A brief case report may give insight into the development of such a coincidence. A specimen taken at operation from the knee joint of a 55 year old woman with longstanding seropositive rheumatoid arthritis and rapid joint destruction owing to ischaemic bone necroses of the femoral and tibial compartment exhibited macroscopically a synovial membrane entirely covered with villous fibrin.2 Light microscopy showed villi of older fibrin including a lot of tissue fragments (fig 1A). Sections stained with haematoxylin and eosin showed that these particles consisted of irregular shaped bone sequesters and basophilic granules as well as shreds of hyaline cartilage. In alizarin red stained sections the bone fragments were usually faintly stained (fig 1B). However, a multitude of tiny granules were characterised by a strong stainability with this “calcium dye” (fig 1C).3
From this observation it can be deduced that bone debris from osteonecrotic areas gained access to the synovial membrane via the synovial fluid. The shreds of bone debris induced a preferentially “fibrinous inflammation”, leading to villi with entrapped cartilage and bone fragments of different size as well as tiny bone particles appearing as alizarin red granules.
With respect to the development of rice bodies of fibrin with enclosed “apatite crystals” it may be assumed that parts of the villous fibrin with bone particles can become detached from their synovial adherence and “reappear” in the synovial fluid with the formation of rice bodies.
The morphological findings described in the case report are an unusual major form of fibrinous debris synovitis due to large bone necroses.

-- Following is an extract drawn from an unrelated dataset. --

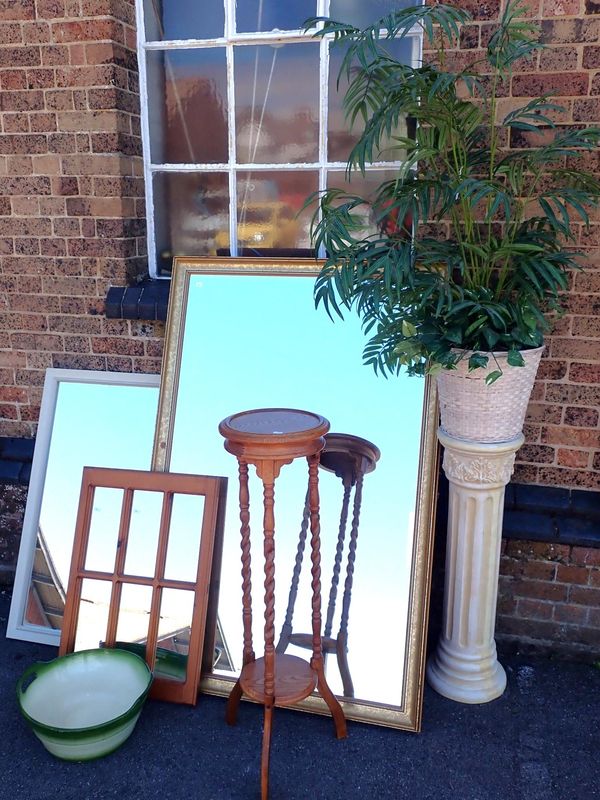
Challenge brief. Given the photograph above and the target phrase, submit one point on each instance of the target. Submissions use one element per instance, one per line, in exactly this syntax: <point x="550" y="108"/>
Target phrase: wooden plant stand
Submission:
<point x="270" y="438"/>
<point x="350" y="458"/>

However, minor forms of this synovial reaction, originally described by Freund in 1927,4 are not rare, and histological investigations on synovial membranes from patients with advanced rheumatoid arthritis disclosed intrasynovial bone and cartilage fragments in about 50% of patients.5 A fibrinous debris synovitis also often occurs in osteoarthrosis.6 This may indicate that the opportunity for the appearance of rice bodies with bone derived apatite crystals owing to bone “abrasion” in advanced osteoarthrosis or bone infarcts is by no means unusual. Thus, the opinion of Li-Yu et al that “aggregates of apatites may be more common than previously recognised in rice bodies”1 is supported.